Pero, no es este el caso al que ahora me refiero. Tengo entre mis manos un ramillete de poemas de José Manuel Huete, que la Revista Molínea ha tenido la gentileza de mostrarnos en su último número (49).
Hasta este momento yo no conocía de nada a este hombre. Vinieron sus hermanas a la Tertulia de los Miércoles, al Centro Social, El Jardín de Molina de Segura, a leernos algunos de sus poemas, (Ofrenda, El tiempo de la palabra, Cuando muere un poeta, Desde dentro, Horas estrechas…) También vino él; no en persona, (hace poco que ha muerto). Pero sí vino con su jarrón de imaginación y fantasía a deleitarnos con el aroma de su Poesía, con su palabra, ese manto que nos protege y abriga, que nos devuelve a las horas de la inocencia.
Hay muchas razones por la cuales los comentarios sobre mis lecturas pueden no ser acertados. Pero, cuando alguien a quien no conozco, (y aunque lo conociera), me habla desde el otro lado de la vida, entonces sí; su voz, al pasar por el crisol de la ultratumba, adquiere para mí cuasi un valor revelado. Por nada del mundo me atrevería yo poner en cuestión parecer tan trascendente, venido del más allá. Nunca los vivos me hablaron con mayor claridad que una vez muertos. Y si este poeta al que me refiero, autor de Las pestañas del girasol, padeció además de ceguera, mayor motivo para creerme a pie juntillas lo que de los labios de su mirada florece.
Y es por eso que ante esta extraña circunstancia, (por inusitada): los versos de un poeta muerto, hoy al menos me abstendré de enjuiciamiento alguno. Tan sólo me limitaré a transcribir algunas frases de la dulce, limpia, amable, tierna y apasionada brisa de los poemas de Huete, este hombre con alma de otoño, acomodado en su melancolía, a quien le gustaba pintar sus horas de colores: horas verdes, horas rojas… horas grises, horas pálidas, horas que a tan sólo a un paso de lo eterno quedan:
Ahora que todo se acaba, deja que el corazón se cobije en la calidez de un poema. Ahora es el tiempo de vestir el alma desnuda.
No te preocupes por las hojas secas que en las esquinas se van arremolinando que sólo son el yo que para seguir el camino me están sobrando.
¿Cómo impedir que el olivo se retuerza, si a su espalda le duele la vida?

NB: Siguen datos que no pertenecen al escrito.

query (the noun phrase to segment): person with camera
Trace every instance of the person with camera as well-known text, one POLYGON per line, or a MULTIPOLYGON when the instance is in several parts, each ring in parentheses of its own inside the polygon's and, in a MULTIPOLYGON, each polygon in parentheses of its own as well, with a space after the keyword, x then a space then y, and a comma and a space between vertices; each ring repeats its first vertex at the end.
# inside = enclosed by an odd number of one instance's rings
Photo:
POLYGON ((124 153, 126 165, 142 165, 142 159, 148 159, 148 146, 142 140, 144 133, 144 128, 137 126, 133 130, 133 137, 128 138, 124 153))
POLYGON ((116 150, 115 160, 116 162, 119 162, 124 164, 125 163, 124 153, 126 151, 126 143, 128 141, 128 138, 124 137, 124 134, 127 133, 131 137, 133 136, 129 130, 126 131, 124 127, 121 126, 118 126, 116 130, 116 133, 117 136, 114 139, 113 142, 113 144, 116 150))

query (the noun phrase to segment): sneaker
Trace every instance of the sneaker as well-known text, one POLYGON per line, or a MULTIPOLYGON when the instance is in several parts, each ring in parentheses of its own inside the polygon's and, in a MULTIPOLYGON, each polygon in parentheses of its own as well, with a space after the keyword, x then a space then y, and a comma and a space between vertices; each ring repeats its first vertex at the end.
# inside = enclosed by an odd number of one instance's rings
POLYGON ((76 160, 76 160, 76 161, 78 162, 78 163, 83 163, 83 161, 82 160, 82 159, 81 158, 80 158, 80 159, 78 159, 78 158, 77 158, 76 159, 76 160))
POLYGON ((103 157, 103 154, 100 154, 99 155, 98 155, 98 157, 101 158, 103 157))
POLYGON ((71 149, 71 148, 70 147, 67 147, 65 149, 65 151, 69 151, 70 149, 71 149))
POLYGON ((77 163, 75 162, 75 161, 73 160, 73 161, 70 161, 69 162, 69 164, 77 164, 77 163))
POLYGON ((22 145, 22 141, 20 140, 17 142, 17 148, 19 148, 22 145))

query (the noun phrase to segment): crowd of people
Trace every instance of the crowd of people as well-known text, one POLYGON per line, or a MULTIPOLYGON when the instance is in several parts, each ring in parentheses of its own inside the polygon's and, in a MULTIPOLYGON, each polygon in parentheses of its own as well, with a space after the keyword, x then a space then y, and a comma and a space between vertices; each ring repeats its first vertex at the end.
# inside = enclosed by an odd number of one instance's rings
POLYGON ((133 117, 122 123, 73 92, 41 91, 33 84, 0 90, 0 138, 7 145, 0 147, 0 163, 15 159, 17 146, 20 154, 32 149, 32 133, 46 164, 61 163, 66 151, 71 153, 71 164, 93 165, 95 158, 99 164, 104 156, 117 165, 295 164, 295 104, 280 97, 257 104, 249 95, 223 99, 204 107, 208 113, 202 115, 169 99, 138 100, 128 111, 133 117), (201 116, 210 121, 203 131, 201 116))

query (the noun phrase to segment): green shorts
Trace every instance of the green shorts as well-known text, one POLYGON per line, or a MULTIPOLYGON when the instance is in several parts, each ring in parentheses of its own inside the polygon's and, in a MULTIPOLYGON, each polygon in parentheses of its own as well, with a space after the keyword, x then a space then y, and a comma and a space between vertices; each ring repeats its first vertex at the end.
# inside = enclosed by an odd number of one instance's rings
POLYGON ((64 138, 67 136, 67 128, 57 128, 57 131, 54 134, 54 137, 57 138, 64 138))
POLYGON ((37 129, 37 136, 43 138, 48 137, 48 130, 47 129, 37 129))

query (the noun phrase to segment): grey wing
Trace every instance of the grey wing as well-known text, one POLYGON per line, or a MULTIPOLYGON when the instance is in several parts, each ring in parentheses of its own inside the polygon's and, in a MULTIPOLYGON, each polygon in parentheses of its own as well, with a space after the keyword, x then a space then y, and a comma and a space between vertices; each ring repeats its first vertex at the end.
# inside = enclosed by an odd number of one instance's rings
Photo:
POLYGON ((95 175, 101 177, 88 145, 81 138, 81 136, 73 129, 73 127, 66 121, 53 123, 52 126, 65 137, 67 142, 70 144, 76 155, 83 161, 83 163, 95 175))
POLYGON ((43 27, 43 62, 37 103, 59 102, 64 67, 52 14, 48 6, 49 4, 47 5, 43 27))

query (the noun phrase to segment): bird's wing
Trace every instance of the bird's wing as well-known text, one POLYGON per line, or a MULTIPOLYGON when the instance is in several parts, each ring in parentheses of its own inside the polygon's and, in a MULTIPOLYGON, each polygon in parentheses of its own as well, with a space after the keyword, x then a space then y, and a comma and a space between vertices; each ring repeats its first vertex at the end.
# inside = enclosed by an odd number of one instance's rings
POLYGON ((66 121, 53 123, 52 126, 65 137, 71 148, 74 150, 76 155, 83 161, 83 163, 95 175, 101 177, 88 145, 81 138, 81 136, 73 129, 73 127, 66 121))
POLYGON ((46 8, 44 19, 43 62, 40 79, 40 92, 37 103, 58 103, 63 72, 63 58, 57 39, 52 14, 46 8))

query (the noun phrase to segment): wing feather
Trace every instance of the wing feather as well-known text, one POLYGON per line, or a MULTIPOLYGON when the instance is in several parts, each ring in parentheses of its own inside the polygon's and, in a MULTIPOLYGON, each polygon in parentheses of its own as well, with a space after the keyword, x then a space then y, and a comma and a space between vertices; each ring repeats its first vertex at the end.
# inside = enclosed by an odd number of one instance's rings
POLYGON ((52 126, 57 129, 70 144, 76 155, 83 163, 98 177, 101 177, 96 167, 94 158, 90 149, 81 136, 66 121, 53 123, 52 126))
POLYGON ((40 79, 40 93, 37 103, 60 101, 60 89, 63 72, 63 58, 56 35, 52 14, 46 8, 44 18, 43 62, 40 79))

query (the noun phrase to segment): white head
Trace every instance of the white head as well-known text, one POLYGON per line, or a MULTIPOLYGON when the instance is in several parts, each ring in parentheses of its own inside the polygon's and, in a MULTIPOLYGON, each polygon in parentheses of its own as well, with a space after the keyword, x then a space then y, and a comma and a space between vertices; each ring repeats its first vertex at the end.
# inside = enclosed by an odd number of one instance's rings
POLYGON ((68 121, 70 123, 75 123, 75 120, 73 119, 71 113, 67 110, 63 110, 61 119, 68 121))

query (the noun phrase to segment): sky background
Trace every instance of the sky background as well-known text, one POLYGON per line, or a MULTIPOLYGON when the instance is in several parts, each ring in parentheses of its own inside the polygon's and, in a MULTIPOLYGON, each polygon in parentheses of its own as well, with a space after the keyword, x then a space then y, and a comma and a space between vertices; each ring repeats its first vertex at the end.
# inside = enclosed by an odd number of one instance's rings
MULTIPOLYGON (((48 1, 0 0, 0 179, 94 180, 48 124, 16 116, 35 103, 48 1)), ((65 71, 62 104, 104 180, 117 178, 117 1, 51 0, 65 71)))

Hay un sueño al final de cada escalera.
Es el ahora, la irreverencia de no ser nada. Quizá el tiempo en que seré para dejar de ser. Mantén atado a tu piel el último abrazo.
Quizá es tanta la distancia entre nuestras almas que la palabra no nos alcanza.
Ahora cuando seas la lluvia que a raudales repica en mi ventana, deja que sean mis manos las que enjuguen tu cara.Y tras releer este racimo de bellos sentimientos, celebro haber encontrado un nuevo amigo, a quien le agradezco hacerme partícipe del pan y la sal, la dulzura y el arrebato, la sensualidad y el rocío, la tristeza y suave transparencia de su palabra dada y domada. Tarde, pero acertado.